新年度

今年も格別に暑い夏でございました。みなさまにおかれましては元気にお過ごしのことと存じあげます。わたしも少し健康を損ねていましたが、無事9月1日を迎えることができました。たきちは9月から新年度が始まります。心を新たに、お役にたてる一年を目指してまいります。  私は業界で五十数年の月日を過ごしてまいりました。作ることから卸、小売りまで大体のプロセスを経験し、次の時代のきものの姿がおおよそ見当がつくと思っています。端的に申しますと、もどきの時代になる・・・ということでしょうか。考えてみますと日本のきものに匹敵する衣装は世界に二つと無いと思います。
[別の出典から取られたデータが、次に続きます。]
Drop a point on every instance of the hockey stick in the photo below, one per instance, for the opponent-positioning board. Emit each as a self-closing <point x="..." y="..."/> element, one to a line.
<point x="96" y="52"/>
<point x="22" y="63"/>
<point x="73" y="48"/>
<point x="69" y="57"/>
自然の花鳥風月を手描きで染めたり、糸から紡いでくくりの工程を経て染め、手織りに懸ける・・・このような文化は他に類を見ません。大変高いではないか・・・とみなさまおっしゃられでしょうか?私は生産の現場では、高いと思ったことはありません。ある一定の量を作ることで(職人の方々の寝食を忘れた働きによるのですが)コストは大変に抑えられていると思います。ある一定量の生産ができなくなったとき廃業するか、価格転嫁に追い込まれます。結城や小千谷は世界文化遺産に指定されましたが、苦境はつづいています。惜しいこと・・・と心から思っています。 この一年、こころこめた仕事をしてゆきたいと念願しています。